FEA seepage solves a steady-state Darcy flow problem on a triangular mesh and produces a pressure-head field. When the analysis Pore Pressure Source is set to FEA Groundwater, the limit-equilibrium slices sample pore pressure from that solved field instead of from a phreatic surface.

The workflow is: build the mesh, assign groundwater boundary conditions, solve, and then run the LEM analysis against the resulting field. The relevant controls are on the Experimental (finite element) panel.

1. Mesh generation

Create an external boundary first, then generate the mesh.

Control	Default	Description
Target Element Side Length	Auto	Target triangle edge length (minimum 0.05). Leave blank for an automatic size.
Element Type	6-Node Triangle	6-node (quadratic) or 3-node (linear) triangular elements.
Equilateral Element Length Bias	0.6	0 (uniform sizing) to 1 (stronger bias toward equilateral elements).

Use Generate Mesh to build it and Delete Mesh to clear it.

2. Groundwater boundary conditions

Select external boundary segments and assign a condition type. A boundary value is required for head, flow, and infiltration conditions.

Condition	Meaning
Seepage Face	Potential exit face; resolved by an active-set rule. Active segments are fixed to zero pressure head (head = elevation).
No Flow	Zero nodal flow across the segment (impermeable).
Zero Pressure	Pressure head fixed to zero on the segment.
Constant Head	Total head fixed to the entered value.
Nodal Flow	Prescribed nodal flow rate.
Infiltration	Prescribed inflow along the segment.
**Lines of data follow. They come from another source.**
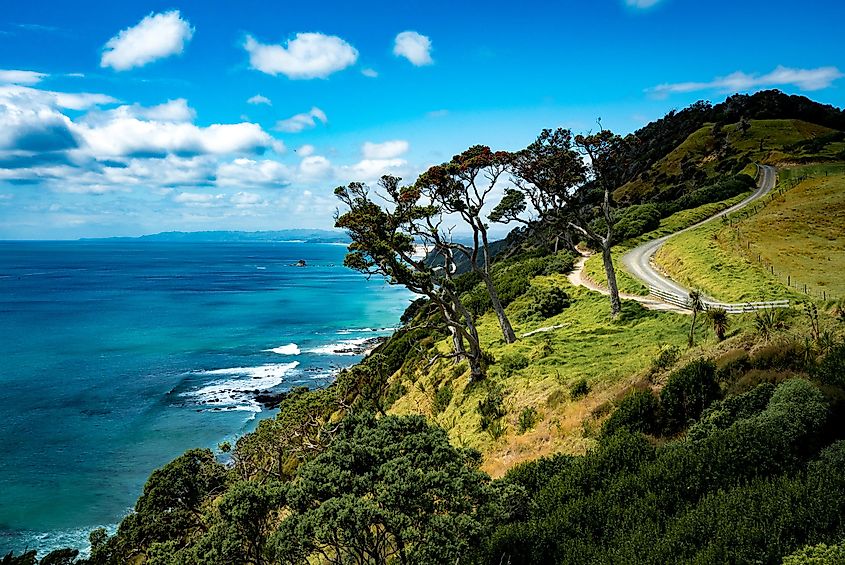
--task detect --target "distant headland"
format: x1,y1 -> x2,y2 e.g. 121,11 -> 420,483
80,229 -> 349,243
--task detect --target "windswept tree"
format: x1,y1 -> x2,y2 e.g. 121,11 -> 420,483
415,145 -> 516,343
504,128 -> 632,317
335,175 -> 484,380
502,128 -> 586,252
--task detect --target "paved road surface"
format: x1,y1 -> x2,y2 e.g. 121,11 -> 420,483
622,165 -> 777,296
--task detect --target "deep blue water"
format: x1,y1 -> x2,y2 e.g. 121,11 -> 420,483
0,242 -> 409,554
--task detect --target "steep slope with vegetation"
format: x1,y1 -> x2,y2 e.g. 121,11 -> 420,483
9,92 -> 845,565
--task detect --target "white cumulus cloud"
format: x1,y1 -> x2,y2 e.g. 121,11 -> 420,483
0,69 -> 50,84
393,31 -> 434,67
100,10 -> 194,71
246,94 -> 273,106
361,139 -> 410,159
647,65 -> 845,98
244,33 -> 358,79
216,158 -> 291,188
625,0 -> 660,10
276,106 -> 329,133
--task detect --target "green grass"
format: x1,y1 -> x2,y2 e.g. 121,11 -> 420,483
614,120 -> 843,201
654,222 -> 794,302
391,275 -> 692,475
584,192 -> 751,296
740,163 -> 845,298
655,164 -> 845,302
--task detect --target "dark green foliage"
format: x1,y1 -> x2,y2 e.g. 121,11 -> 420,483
399,297 -> 433,324
660,360 -> 720,435
783,543 -> 845,565
750,341 -> 806,371
129,449 -> 226,546
496,353 -> 529,377
502,453 -> 580,495
569,379 -> 590,400
461,252 -> 575,316
613,204 -> 664,243
475,383 -> 507,431
716,349 -> 750,382
602,390 -> 660,435
38,549 -> 79,565
269,415 -> 524,563
687,383 -> 775,440
517,406 -> 540,434
658,175 -> 755,217
527,286 -> 570,320
651,345 -> 681,373
486,379 -> 832,565
812,343 -> 845,388
542,251 -> 575,275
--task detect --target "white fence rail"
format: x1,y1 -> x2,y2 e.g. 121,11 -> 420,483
648,285 -> 789,314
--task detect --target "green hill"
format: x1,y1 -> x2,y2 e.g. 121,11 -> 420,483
11,92 -> 845,565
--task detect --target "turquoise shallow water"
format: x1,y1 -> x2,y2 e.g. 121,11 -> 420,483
0,242 -> 410,554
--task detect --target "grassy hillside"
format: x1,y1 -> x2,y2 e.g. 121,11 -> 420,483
655,164 -> 845,302
614,120 -> 845,202
584,192 -> 750,296
391,275 -> 692,476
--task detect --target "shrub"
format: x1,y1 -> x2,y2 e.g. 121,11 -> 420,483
569,379 -> 590,400
613,204 -> 661,242
601,390 -> 660,436
783,543 -> 845,565
660,359 -> 720,434
543,251 -> 575,275
546,389 -> 568,410
517,406 -> 540,435
812,343 -> 845,387
651,345 -> 681,373
527,286 -> 570,320
476,382 -> 507,431
687,383 -> 775,440
751,341 -> 806,371
716,349 -> 749,382
496,353 -> 528,377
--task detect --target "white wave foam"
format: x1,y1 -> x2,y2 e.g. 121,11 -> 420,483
264,343 -> 301,355
337,328 -> 394,335
182,361 -> 299,412
308,337 -> 370,355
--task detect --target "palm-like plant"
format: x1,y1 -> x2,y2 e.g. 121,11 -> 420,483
688,290 -> 704,347
707,308 -> 731,341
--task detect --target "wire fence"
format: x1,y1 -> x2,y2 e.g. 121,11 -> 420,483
722,171 -> 842,302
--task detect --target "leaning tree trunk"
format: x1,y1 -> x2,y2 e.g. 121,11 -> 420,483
449,292 -> 484,382
601,242 -> 622,318
481,269 -> 516,343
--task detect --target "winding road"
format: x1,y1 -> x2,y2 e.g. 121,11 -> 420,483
569,165 -> 777,313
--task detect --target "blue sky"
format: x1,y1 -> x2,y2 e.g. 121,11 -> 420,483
0,0 -> 845,239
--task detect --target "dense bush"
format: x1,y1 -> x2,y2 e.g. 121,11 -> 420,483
613,204 -> 662,243
517,406 -> 540,435
602,390 -> 660,435
475,382 -> 507,431
569,379 -> 590,400
812,343 -> 845,388
496,353 -> 529,377
526,286 -> 570,320
486,379 -> 832,565
687,383 -> 775,440
660,360 -> 720,434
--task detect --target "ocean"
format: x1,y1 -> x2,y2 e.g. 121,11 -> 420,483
0,240 -> 412,555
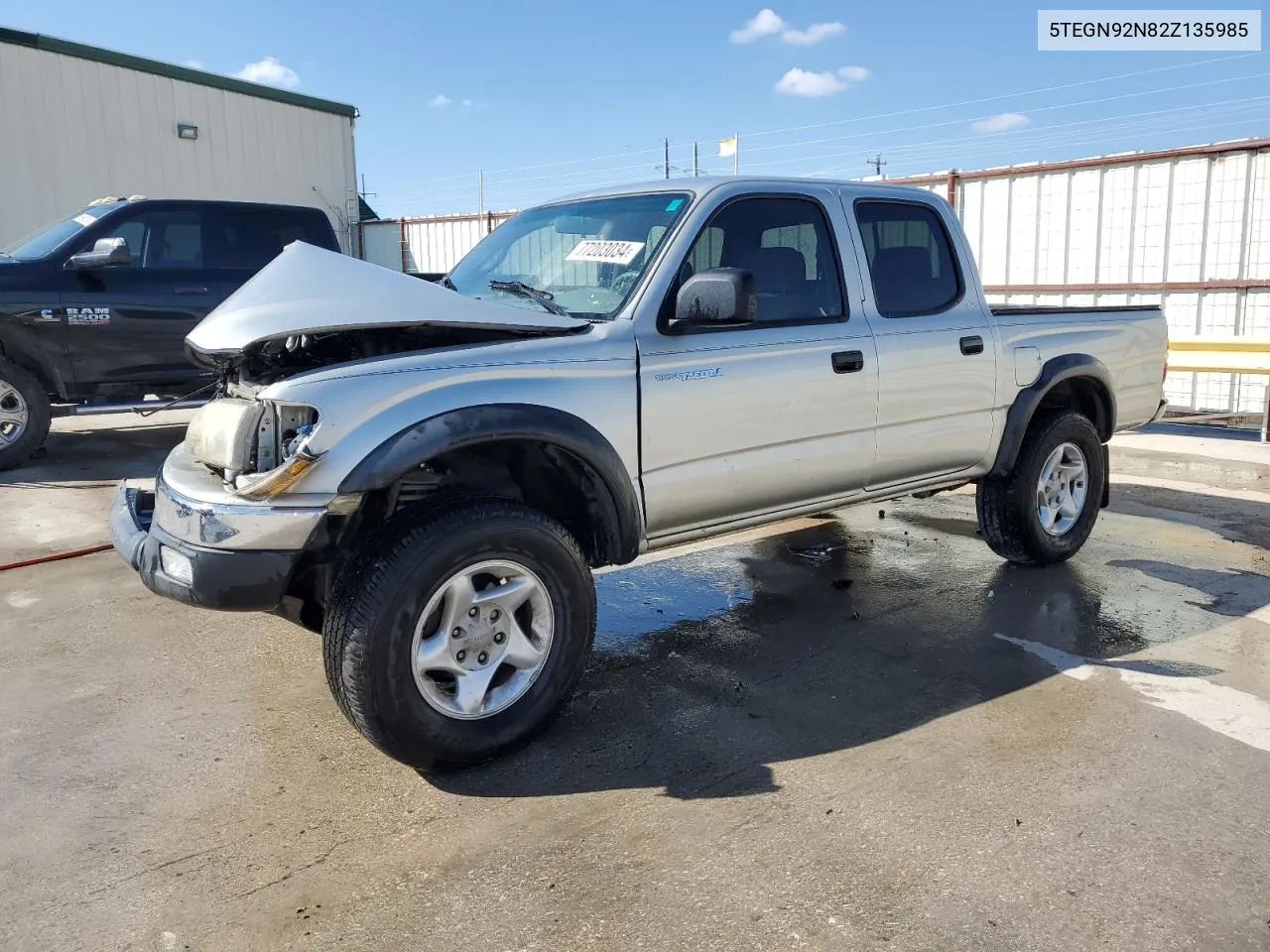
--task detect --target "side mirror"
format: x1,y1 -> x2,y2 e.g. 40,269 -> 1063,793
671,268 -> 758,330
66,239 -> 132,272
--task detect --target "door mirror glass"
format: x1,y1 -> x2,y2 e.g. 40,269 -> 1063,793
671,268 -> 758,330
66,239 -> 132,271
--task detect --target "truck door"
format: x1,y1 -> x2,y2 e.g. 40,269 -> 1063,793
843,195 -> 997,489
60,204 -> 227,387
636,190 -> 877,536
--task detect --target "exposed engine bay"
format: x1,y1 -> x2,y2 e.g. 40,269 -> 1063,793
204,325 -> 543,393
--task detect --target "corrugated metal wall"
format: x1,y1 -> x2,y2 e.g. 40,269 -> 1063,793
363,140 -> 1270,414
0,42 -> 357,251
892,140 -> 1270,414
361,212 -> 516,274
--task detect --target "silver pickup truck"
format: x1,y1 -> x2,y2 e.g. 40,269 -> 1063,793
110,178 -> 1167,767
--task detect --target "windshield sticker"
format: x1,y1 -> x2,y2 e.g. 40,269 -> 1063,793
564,239 -> 644,264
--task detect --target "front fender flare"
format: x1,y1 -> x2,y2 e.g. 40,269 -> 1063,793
989,354 -> 1115,476
339,404 -> 643,565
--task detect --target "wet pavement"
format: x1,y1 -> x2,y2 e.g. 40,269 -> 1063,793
0,420 -> 1270,952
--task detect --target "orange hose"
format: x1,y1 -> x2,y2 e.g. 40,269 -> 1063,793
0,542 -> 114,572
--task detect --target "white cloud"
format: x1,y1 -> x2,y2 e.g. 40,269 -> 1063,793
781,20 -> 845,46
776,66 -> 869,99
729,6 -> 845,46
776,66 -> 847,98
970,113 -> 1031,132
234,56 -> 300,89
730,6 -> 786,44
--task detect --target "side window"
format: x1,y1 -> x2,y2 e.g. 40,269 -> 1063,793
854,202 -> 962,317
212,208 -> 321,272
95,210 -> 203,269
675,196 -> 845,323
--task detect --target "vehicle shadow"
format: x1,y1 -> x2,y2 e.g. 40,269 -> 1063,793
0,416 -> 187,488
423,522 -> 1173,799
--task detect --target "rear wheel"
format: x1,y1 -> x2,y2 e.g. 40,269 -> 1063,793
0,359 -> 52,470
322,500 -> 595,768
975,412 -> 1107,565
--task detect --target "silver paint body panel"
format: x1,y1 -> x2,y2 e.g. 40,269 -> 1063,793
153,178 -> 1167,548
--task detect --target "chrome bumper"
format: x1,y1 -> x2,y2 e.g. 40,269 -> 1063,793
109,453 -> 326,612
154,476 -> 326,549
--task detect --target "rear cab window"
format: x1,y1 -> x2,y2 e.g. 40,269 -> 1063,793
92,205 -> 205,271
854,199 -> 965,317
208,207 -> 337,272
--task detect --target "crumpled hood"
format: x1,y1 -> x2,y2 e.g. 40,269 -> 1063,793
186,241 -> 588,355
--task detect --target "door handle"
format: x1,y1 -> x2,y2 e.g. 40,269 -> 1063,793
831,350 -> 865,373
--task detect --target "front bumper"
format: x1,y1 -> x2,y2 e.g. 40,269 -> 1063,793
109,475 -> 326,612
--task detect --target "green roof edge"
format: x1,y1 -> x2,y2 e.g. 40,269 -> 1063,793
0,27 -> 357,119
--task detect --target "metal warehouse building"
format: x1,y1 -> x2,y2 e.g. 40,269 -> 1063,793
0,28 -> 358,253
892,139 -> 1270,416
361,139 -> 1270,416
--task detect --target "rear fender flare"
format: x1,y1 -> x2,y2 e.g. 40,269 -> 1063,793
0,325 -> 71,399
989,354 -> 1116,476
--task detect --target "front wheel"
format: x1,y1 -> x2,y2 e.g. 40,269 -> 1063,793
0,359 -> 52,470
322,500 -> 595,768
975,412 -> 1107,565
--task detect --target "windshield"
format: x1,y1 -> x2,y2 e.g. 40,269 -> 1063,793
447,191 -> 690,320
0,204 -> 118,262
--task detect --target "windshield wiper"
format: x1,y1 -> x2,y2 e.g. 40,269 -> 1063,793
489,281 -> 571,317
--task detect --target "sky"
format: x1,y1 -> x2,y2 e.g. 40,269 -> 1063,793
0,0 -> 1270,217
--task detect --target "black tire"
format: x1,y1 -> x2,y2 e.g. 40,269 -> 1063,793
0,359 -> 52,470
322,499 -> 595,770
975,412 -> 1107,565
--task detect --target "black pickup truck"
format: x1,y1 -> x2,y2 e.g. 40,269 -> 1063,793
0,198 -> 340,470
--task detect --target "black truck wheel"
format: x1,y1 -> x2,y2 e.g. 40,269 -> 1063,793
975,412 -> 1107,565
0,359 -> 52,470
322,500 -> 595,768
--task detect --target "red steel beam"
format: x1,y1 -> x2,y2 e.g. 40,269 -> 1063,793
983,278 -> 1270,295
886,139 -> 1270,185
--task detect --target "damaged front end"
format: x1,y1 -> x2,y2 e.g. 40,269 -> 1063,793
176,242 -> 590,502
110,242 -> 590,627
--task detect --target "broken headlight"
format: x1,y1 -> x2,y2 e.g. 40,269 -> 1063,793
232,403 -> 320,499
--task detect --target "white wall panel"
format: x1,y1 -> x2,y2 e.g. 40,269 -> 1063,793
1129,163 -> 1172,285
1036,172 -> 1072,285
1097,165 -> 1137,285
957,181 -> 983,272
1165,159 -> 1211,281
0,44 -> 357,250
1242,153 -> 1270,278
1066,169 -> 1102,285
1006,176 -> 1040,285
1204,154 -> 1248,281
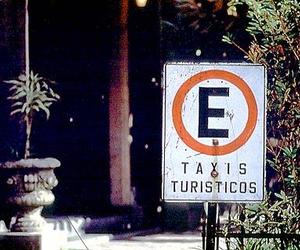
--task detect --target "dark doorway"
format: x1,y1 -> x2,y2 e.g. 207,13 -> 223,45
29,0 -> 114,215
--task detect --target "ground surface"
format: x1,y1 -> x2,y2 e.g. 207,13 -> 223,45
68,232 -> 225,250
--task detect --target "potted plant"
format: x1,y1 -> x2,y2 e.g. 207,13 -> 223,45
0,71 -> 60,232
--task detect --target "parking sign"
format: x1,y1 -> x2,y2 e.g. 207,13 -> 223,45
162,63 -> 266,202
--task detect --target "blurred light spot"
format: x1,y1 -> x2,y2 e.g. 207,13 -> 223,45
196,49 -> 202,56
156,206 -> 162,213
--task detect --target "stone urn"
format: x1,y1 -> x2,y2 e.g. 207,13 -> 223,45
0,158 -> 60,232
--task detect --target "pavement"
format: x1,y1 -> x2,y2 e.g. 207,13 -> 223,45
66,232 -> 226,250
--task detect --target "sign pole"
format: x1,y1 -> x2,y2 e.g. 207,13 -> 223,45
206,203 -> 217,250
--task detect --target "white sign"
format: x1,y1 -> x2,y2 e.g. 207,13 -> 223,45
162,63 -> 266,202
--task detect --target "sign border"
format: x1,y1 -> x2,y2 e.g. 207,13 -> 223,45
161,61 -> 267,204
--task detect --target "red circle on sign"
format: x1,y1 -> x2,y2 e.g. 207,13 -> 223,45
172,70 -> 258,155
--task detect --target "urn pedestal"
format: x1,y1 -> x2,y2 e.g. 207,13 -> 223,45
0,158 -> 60,232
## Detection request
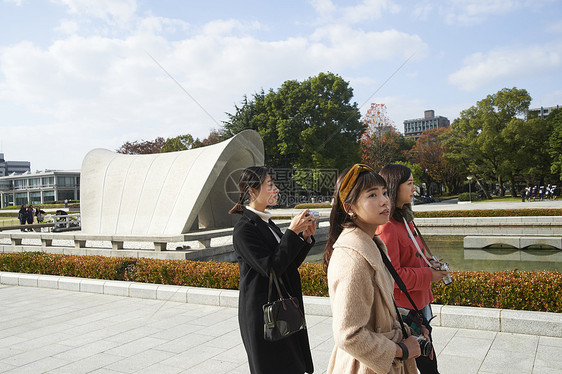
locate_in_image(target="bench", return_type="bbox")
[0,223,55,231]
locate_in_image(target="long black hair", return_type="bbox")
[379,164,412,221]
[228,166,273,214]
[323,168,386,272]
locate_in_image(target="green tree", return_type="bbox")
[546,109,562,180]
[162,134,194,152]
[115,137,166,155]
[411,127,460,192]
[446,87,531,197]
[224,73,364,174]
[502,118,552,187]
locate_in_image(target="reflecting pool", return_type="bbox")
[306,235,562,272]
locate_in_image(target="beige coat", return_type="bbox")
[328,228,417,374]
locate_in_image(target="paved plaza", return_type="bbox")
[0,284,562,374]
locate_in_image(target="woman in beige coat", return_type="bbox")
[324,164,420,374]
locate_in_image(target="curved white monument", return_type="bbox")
[80,130,264,235]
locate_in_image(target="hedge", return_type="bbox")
[414,208,562,218]
[0,252,562,313]
[458,192,482,201]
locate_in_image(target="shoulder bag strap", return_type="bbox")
[267,268,292,302]
[412,221,437,260]
[402,218,436,269]
[373,240,419,312]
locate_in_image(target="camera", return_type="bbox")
[307,210,320,221]
[414,335,433,357]
[398,307,433,356]
[433,257,453,286]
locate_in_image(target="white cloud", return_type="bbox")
[311,0,400,24]
[55,20,80,35]
[0,10,427,168]
[546,20,562,34]
[52,0,137,24]
[413,0,557,26]
[309,25,428,67]
[449,43,562,91]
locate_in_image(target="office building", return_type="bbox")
[0,170,80,208]
[0,153,31,177]
[527,105,560,119]
[404,110,450,140]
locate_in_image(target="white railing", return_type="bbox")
[43,213,82,231]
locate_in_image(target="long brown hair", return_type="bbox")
[323,168,386,272]
[379,164,412,221]
[228,166,273,214]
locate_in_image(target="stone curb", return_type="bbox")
[0,272,562,338]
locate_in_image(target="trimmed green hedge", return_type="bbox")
[293,203,332,209]
[414,208,562,218]
[458,192,482,201]
[0,252,562,313]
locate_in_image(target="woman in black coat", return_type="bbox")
[230,166,316,374]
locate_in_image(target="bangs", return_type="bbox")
[350,171,386,200]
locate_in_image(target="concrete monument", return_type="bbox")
[80,130,264,236]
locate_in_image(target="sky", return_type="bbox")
[0,0,562,171]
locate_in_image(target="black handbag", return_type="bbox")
[262,269,306,341]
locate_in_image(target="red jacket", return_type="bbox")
[377,218,433,310]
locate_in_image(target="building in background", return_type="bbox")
[0,170,80,208]
[404,110,450,140]
[0,153,31,177]
[527,105,560,119]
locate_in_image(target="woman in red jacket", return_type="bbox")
[378,164,449,374]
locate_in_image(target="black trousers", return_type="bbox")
[416,305,439,374]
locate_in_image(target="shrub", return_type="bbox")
[0,252,562,313]
[414,208,562,218]
[294,203,332,209]
[459,192,482,201]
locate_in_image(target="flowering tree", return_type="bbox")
[361,103,411,171]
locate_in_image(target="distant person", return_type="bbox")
[229,166,316,374]
[25,205,35,231]
[18,204,27,231]
[35,208,45,223]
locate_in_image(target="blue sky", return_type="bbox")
[0,0,562,170]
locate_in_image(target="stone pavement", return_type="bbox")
[0,284,562,374]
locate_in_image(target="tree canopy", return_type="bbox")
[446,87,531,195]
[224,73,364,170]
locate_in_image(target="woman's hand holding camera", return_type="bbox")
[289,209,316,243]
[429,268,451,283]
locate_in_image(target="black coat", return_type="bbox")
[233,209,314,374]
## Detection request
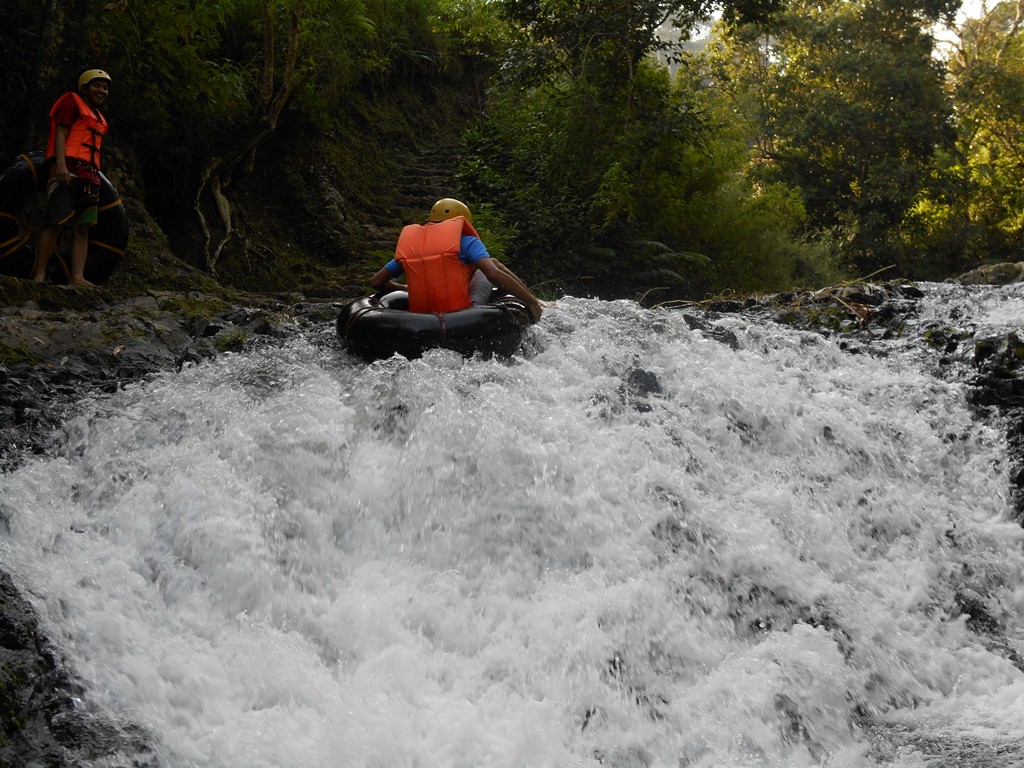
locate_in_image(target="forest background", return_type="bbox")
[0,0,1024,303]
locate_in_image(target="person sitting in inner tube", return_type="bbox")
[32,70,111,288]
[370,198,543,323]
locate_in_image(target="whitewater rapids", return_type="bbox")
[0,290,1024,768]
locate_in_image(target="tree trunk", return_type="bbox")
[25,0,78,150]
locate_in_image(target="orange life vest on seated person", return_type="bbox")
[46,91,110,171]
[394,216,479,312]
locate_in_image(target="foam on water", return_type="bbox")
[0,290,1024,768]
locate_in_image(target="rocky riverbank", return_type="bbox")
[0,265,1024,768]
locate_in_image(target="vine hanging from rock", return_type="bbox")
[195,0,311,274]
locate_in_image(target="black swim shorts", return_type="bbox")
[45,176,99,226]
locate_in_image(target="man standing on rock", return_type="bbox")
[32,70,111,288]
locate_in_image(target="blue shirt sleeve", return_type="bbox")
[459,234,490,264]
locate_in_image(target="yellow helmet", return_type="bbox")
[427,198,473,224]
[78,70,111,90]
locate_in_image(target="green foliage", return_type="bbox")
[933,2,1024,265]
[461,45,830,299]
[711,0,952,273]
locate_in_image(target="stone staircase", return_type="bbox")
[362,146,458,253]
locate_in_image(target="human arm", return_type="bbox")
[476,256,544,323]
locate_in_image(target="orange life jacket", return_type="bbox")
[46,91,110,171]
[394,216,479,312]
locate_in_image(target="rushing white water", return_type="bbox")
[0,293,1024,768]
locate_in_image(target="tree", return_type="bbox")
[719,0,954,273]
[935,0,1024,259]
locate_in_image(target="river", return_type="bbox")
[0,286,1024,768]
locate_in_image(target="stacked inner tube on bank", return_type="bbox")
[0,152,128,285]
[338,291,529,360]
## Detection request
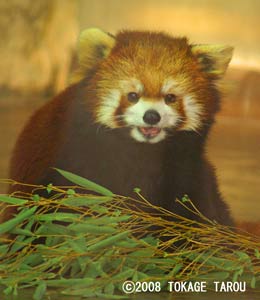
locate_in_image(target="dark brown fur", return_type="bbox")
[5,33,232,225]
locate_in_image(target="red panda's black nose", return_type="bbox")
[143,109,161,125]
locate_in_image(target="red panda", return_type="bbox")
[6,28,233,225]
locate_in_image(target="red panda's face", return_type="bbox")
[80,32,232,143]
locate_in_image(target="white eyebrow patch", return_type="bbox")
[161,77,185,95]
[120,78,144,94]
[97,89,121,128]
[181,95,203,131]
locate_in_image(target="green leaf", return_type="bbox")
[46,183,53,194]
[33,281,46,300]
[0,195,28,205]
[88,231,129,251]
[250,276,256,289]
[60,196,113,207]
[0,207,37,234]
[68,223,117,235]
[31,194,41,202]
[55,168,114,196]
[35,212,81,222]
[194,272,229,281]
[134,188,141,194]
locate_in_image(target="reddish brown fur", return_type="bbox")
[3,32,238,232]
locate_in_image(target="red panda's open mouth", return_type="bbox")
[138,127,161,138]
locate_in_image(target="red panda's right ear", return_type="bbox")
[72,28,116,82]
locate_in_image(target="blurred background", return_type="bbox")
[0,0,260,221]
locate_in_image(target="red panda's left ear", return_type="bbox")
[71,28,116,82]
[191,44,233,78]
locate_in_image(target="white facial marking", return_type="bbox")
[119,78,144,94]
[130,127,166,144]
[161,77,185,96]
[125,98,179,128]
[181,95,203,131]
[125,98,179,144]
[97,89,121,128]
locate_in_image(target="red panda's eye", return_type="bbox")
[164,94,177,103]
[127,92,139,103]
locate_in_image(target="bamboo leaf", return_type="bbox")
[88,231,129,251]
[60,196,113,207]
[33,281,46,300]
[55,168,114,196]
[0,195,28,205]
[0,207,37,234]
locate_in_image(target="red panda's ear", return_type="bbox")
[191,44,233,78]
[72,28,115,82]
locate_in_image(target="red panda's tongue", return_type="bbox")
[139,127,161,137]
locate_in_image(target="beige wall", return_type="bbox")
[79,0,260,69]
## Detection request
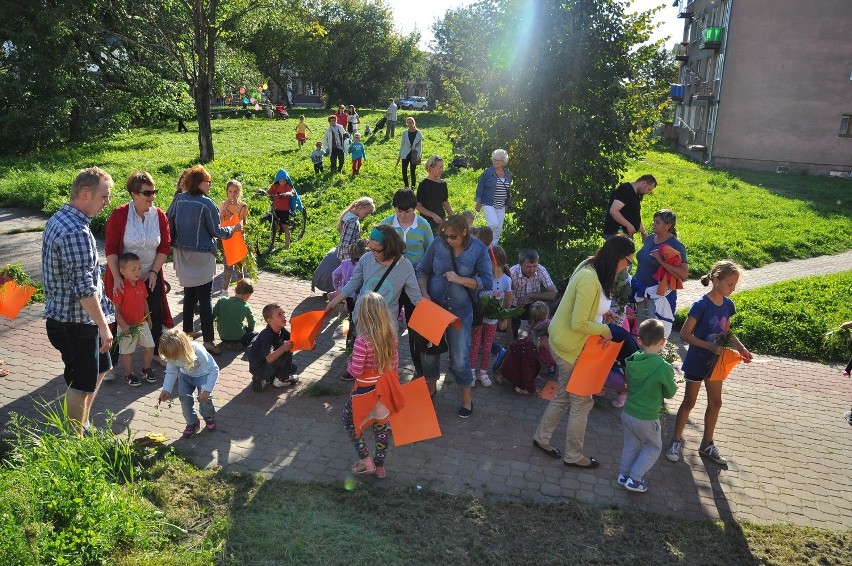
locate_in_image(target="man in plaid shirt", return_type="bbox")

Unassigned external boundary segments behave as no-flow.

3. Solving

The solver runs a steady-state Darcy analysis with anisotropic conductivity and optional unsaturated behavior:

A saturated precursor solve is run first, then an adaptive unsaturated continuation marches toward the unsaturated conductivity law.
Each step assembles the finite-element system and solves the reduced linear system with a Conjugate Gradient solver (Jacobi-preconditioned).
Seepage faces are handled as a damped active set.

Control	Default	Description
Convergence Tolerance	0.01	Outer-loop tolerance on the maximum head change between iterations.

The internal CG linear solve uses a fixed relative tolerance (1e-5) and is not user configurable. A solver dialog reports progress, per-step iterations, and the convergence metric, with pause / stop-and-keep / stop-and-clear controls.

4. Outputs

The solved field can be displayed in the viewport:

Pressure-head field and total-head field, shown as filled contours.
Velocity / flow vectors from the solved gradients.

These overlays are selected from the result display controls (e.g. Total Head / Pressure Head).

5. LEM integration

With FEA Groundwater as the pore pressure source, each slice base samples the solved pressure-head field (using the left, mid, and right base points) and multiplies by the pore-fluid unit weight to get pore pressure. Two advanced options affect this:

Advanced option	Default	Effect
Include Negative FEA Pore Pressure	Off	When off, negative (suction) pressures from the field are clamped to zero. When on, suction is retained.
Slice at Phreatic Surface Intersection	—	Adds slice boundaries where the slip surface crosses the FEA phreatic (zero-pressure) surface, improving integration accuracy across the water surface.

Material hydraulic parameters

When FEA Groundwater is the source, each material's Hydraulic Parameters tab shows the seepage inputs:

Parameter	Unit	Default	Range	Description
Porosity	—	0.3	0.01–0.99	Effective porosity.
Ksat	m/s	1e-6	> 0	Saturated hydraulic conductivity (primary direction).
K2/K1 Ratio	—	1	> 0	Ratio of the secondary to primary conductivity (1 = isotropic).
Hydraulic Orientation	degrees	0	—	Orientation of the primary conductivity axis from horizontal.